Gerrit Kazmaier, EVP of HANA and analytics at SAP, agreed that data warehouses continue to play a vital role in enterprises. “Every enterprise needs a consistent and interconnected view of its data across its operations, customers, suppliers, and employees to understand its business. To make this possible, it is crucial to consider the key parts of the data value chain: the storage, quality and semantics, and usage of the data. Without a comprehensive, secure, consistent, and fast data management system, essential data loses its value and can even become a burden on a business.”
Traditional data management systems are still deeply embedded within enterprises, added Kim Kaluba, senior manager of data management solutions at SAS. Such systems “will continue to be viable offerings because of their maturity and strong user community, as well as plentiful resources to support these environments.” Nonetheless, with emerging players and technologies, data warehousing solutions will have to get cheaper and more efficient, Kaluba observed.
For companies that don’t have a data warehouse implementation, “the outlook appears quite different, with a ‘data lake first’ strategy generally taking precedence,” said Rob Small, principal consultant with Dell Technologies Consulting. “For the time being, data warehouses will remain at the core of enterprises, serving as the source of truth for operational reporting and BI. What is changing drastically is the underlying technical and data management architecture.” There is a broad, cross-industry trend to move away from the traditional vendor offerings and to migrate to different platforms and alternative data integration strategies to reduce cost, improve operational efficiency, and better support user needs around self-service analytics, Small said.
Data warehouses play a functional role in helping organizations to have data integrated in an understandable format that is efficient for queries and in capturing all business rules, added Pedro Desouza, principal for solutions at Dell Technologies Consulting. “The technology part is about how it is implemented. The functional part will remain, but the technology part will change dramatically with every new wave of technological innovations.”
ENTER THE DATA LAKE
Are data lakes—enterprise repositories that capture and organize information before it is transformed for consumption—taking the place of data warehouses? Opinions vary across the industry as to how these two environments will mesh—or clash. According to some experts, there may be a great melding underway. “Data warehouses are in the process of becoming part of data lakes,” said Desouza. “There will be no such thing as one or the other anymore.”

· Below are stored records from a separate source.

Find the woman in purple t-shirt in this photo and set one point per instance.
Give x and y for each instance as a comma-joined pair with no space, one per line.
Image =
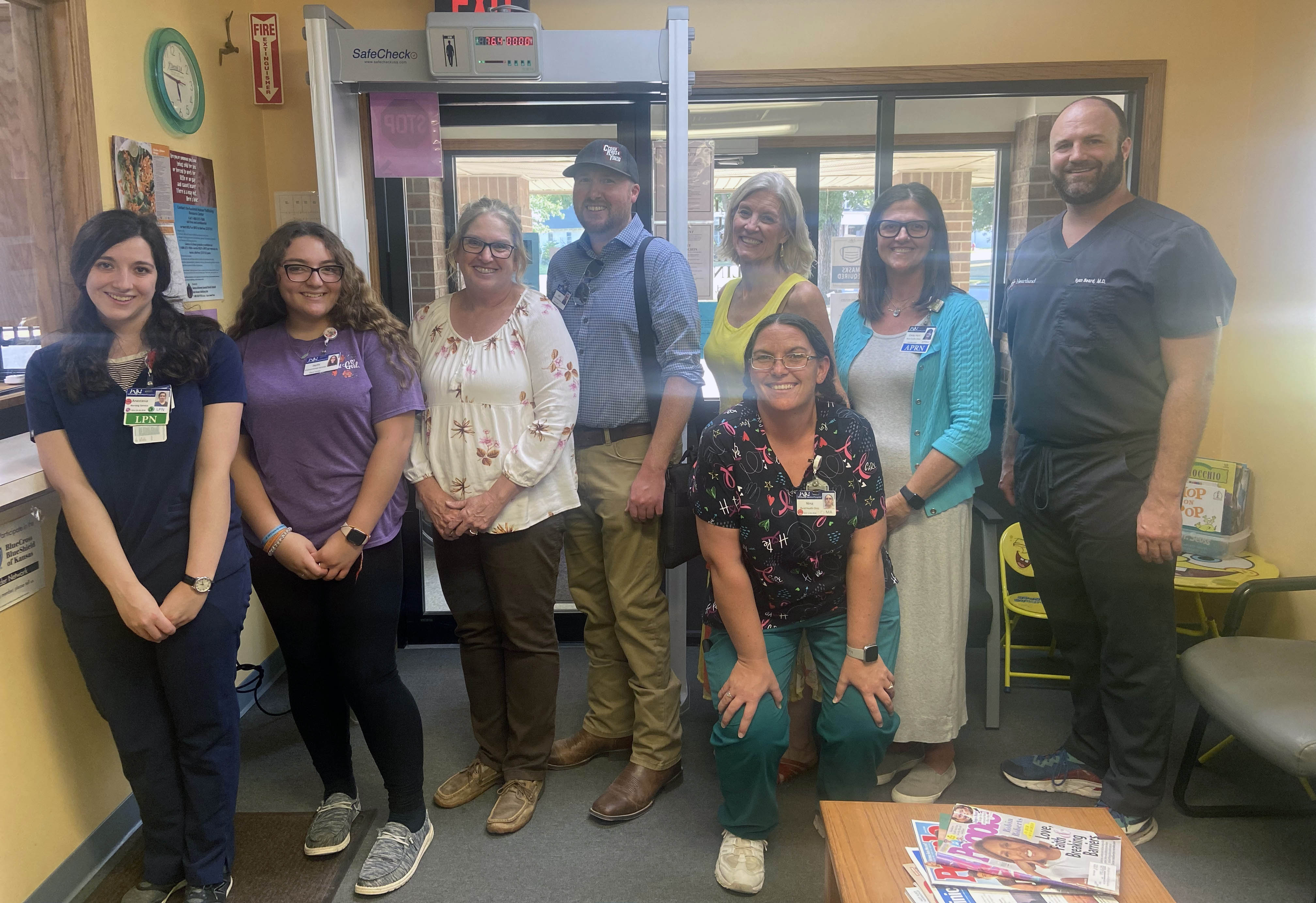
332,400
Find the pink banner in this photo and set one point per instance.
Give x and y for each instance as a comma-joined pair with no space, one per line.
404,134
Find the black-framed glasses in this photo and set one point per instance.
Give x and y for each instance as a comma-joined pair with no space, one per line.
914,228
793,360
301,273
476,246
582,291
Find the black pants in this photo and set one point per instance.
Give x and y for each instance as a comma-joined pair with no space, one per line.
339,639
501,588
174,717
1113,613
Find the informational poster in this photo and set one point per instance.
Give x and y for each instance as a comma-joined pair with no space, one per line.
701,174
23,570
144,185
404,136
266,66
847,255
198,227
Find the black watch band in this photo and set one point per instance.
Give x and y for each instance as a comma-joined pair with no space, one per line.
913,500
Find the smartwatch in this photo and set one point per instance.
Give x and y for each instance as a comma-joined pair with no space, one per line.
354,537
913,500
199,584
868,655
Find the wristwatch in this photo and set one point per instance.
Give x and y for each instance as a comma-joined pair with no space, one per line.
199,584
354,537
868,654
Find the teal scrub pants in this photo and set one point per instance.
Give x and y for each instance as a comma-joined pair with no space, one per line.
852,743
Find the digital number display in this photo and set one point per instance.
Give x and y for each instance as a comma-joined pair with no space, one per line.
510,41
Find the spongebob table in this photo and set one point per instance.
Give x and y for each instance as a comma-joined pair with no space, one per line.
1198,575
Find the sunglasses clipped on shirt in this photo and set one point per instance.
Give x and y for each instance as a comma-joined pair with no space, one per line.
914,228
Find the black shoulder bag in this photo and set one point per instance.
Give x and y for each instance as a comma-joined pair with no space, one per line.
678,542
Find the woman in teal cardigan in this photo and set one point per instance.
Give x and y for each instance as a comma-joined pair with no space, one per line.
915,358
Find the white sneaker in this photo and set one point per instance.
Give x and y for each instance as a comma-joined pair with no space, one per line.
740,864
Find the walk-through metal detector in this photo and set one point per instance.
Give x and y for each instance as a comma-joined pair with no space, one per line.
497,61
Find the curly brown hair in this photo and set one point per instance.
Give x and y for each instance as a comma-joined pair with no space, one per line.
358,305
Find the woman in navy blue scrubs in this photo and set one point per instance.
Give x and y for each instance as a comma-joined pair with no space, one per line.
152,572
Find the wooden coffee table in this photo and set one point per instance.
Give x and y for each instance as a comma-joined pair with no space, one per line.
867,849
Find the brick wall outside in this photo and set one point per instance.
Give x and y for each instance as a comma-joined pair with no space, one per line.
426,237
955,192
1032,196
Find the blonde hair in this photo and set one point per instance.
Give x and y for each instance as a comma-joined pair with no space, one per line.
797,254
510,219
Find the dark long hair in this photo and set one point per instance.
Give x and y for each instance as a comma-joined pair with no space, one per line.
814,336
936,266
182,344
358,305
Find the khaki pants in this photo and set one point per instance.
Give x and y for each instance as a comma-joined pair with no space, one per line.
616,579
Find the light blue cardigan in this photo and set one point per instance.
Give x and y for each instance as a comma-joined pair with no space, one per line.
952,392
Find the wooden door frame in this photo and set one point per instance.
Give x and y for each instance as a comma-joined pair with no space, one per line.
1148,121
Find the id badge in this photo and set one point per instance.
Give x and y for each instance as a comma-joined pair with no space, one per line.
323,365
815,504
145,436
919,340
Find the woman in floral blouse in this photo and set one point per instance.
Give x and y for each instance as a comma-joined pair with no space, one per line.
789,493
494,468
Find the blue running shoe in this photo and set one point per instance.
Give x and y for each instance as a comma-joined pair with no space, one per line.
1057,772
1137,830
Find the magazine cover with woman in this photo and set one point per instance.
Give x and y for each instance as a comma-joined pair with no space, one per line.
985,840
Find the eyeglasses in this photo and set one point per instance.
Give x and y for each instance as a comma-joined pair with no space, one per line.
914,228
474,246
301,273
582,291
793,360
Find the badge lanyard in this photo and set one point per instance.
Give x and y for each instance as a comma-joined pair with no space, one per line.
818,499
324,362
148,411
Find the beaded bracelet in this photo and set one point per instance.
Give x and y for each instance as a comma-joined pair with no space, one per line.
269,535
278,542
274,543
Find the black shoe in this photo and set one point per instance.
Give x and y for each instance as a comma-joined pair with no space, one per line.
210,893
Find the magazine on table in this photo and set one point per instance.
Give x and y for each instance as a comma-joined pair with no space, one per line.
1026,849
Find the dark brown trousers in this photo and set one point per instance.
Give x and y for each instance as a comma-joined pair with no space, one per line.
501,589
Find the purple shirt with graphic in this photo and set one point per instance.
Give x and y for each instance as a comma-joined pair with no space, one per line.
312,436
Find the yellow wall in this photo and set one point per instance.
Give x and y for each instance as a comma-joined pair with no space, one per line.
60,770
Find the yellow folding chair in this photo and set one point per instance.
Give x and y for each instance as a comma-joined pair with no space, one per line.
1014,555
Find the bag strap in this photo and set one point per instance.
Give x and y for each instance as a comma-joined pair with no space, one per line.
648,338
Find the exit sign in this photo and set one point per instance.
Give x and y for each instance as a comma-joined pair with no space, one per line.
266,69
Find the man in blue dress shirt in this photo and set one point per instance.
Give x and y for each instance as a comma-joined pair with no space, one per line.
623,453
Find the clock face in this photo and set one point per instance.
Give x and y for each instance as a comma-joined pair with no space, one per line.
180,81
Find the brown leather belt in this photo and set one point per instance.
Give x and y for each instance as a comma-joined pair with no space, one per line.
588,438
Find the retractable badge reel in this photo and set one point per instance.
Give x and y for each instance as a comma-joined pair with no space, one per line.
818,499
148,409
324,362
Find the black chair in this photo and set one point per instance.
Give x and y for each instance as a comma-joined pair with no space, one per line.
1262,689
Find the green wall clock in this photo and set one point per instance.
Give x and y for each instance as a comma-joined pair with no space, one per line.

“Data warehouses aren’t necessarily being positioned against data lakes, they’re working in tandem,” Pete Brey, senior product marketing manager at Red Hat, concurred. However, he added, they organize data in different ways. Data lakes are an overarching technology that can accommodate all types of data—structured and unstructured. Data warehouses are specifically designed for structured data.
Not all industry leaders are convinced that data lakes are ready to storm the enterprise, however. “Data lakes are billed as the repositories for big data—data that is too large and diverse, semi-structured and unstructured, to be stored in relational databases,” said Monte Zweben, CEO of Splice Machine. Proponents of data lakes positioned schema-on-read as an advantage so businesses no longer had to worry about the tedious process of defining which tables contained what data and how they are connected to each other—a process that took months and did not allow a single data warehouse query to be executed before it was complete, he said. “We believe the build-it-and-they-will-come philosophy of schema-on-read has failed.”
SELECTING ONE OR THE OTHER
When is it preferable to rely on a data warehouse instead of a data lake for enterprise insights, and vice versa? It depends on the situation, as both bring advantages to the table. Data lakes, for instance, are a great source of primary data, said Jake Freivald, VP at Information Builders. “They’re ideal for non-repeated processes where users already know the data’s context, such as an AI model that looks at raw data to discover new patterns in it. A data warehouse has assumptions already built into its model, which would distort attempts to find new models.”